Когда прощались с Антосем, замполит Зиганшин сказал:
— Ничего, что Антось паренек штатский. Он был настоящим солдатом…
Над головами голубело невредимое майское небо, опали песчинки, поднятые последней взрывной волной, море до самого горизонта лежало гладкое, будто не его кромсали, терзали, рвали снаряды.
В этой почти неправдоподобной тишине раскатисто прозвучал трехкратный ружейный выстрел.
Антося похоронили в новенькой гимнастерке с воротником, непомерно широким для его мальчишечьей шеи. То была гимнастерка с погонами артиллериста. И пушки скрестили на черном сукне свои крошечные стволы.
1970
ОДНОПОЛЧАНЕ
Мозжухин долго вглядывался в незнакомое лицо, но так ничего и не вспомнил.
На скулах пробивается сквозь загар настойчивый румянец. Глаза влажно блестят, смотрит парень не мигая. Волосы коротко острижены и лоснятся черной щетинкой. Есть что-то одновременно добродушное и хитроватое в выражении лица; такими часто кажутся курносые брюнеты.
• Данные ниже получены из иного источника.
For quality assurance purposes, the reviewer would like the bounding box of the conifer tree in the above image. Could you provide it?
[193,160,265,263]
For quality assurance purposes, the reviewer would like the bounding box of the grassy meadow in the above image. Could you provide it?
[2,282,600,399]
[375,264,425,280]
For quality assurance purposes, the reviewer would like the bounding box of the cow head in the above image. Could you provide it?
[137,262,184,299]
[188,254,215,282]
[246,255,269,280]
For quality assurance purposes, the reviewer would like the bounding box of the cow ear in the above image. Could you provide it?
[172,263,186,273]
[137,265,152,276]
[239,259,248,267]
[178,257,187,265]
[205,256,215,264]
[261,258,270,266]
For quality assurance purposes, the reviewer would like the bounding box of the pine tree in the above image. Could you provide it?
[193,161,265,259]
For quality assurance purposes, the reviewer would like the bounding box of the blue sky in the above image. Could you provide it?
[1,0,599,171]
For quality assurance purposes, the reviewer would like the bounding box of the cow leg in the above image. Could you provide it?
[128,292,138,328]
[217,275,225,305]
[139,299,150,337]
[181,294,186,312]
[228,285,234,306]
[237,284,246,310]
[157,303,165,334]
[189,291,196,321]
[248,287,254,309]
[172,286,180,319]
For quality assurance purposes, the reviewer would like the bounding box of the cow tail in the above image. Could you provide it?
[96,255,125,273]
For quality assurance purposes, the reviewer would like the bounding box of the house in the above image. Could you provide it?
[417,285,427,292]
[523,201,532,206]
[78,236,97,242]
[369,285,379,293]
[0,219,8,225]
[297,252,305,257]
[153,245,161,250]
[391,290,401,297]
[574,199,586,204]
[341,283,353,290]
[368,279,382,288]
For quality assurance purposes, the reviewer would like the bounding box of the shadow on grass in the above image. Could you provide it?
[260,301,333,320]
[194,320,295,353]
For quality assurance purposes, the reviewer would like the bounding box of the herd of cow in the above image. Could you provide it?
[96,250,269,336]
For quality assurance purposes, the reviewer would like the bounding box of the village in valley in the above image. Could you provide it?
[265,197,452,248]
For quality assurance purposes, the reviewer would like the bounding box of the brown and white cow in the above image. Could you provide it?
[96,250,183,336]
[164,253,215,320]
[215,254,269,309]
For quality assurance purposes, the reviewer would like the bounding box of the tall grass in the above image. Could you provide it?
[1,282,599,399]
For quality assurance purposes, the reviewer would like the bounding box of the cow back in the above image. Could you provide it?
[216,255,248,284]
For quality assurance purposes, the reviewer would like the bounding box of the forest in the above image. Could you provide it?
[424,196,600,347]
«И с чего я взял, что парень обязательно походит на отца? — подумал Мозжухин с внезапным раздражением. — Пусть он даже похож как две капли воды. Разве всех удержишь в памяти? Тем более, этот — розовощекий, чистенький, как из бани, а отец его, наверно, ходил небритый, в грязи и копоти».
— Не может быть, товарищ полковник, чтобы совсем забыли. Ну как же! Батька мой — мужчина заметный. Первый косарь на деревне. На тимонинскую мельницу с мешком за плечами шагал, а это, знаете ли, километра полтора, никак не меньше.
— Он не в бронебойщиках ли состоял? — спросил Мозжухин, потирая лоб.
— Не могу знать.
— Может, был связным? Или снайпером охотился? Не хвалился в письмах, сколько фашистов убил?
— Таких сведений не получали. А до охоты человек был пристрастный. Особенно — если на глухарей. Вальдшнепов тоже иногда приносил…
Мозжухин сокрушенно пожал плечами.
Парень стоял все такой же подтянутый и вертел в руках письмо, сложенное треугольником.
Нет, никогда им не сговориться. Да и как его вспомнить, этого Артема Петровича Короткова, если неизвестно, что он делал в полку и как выглядел?
Сын не знал фронтовой профессии отца, его занятий и привычек, а полковник, естественно, не знал примет и признаков его мирной жизни.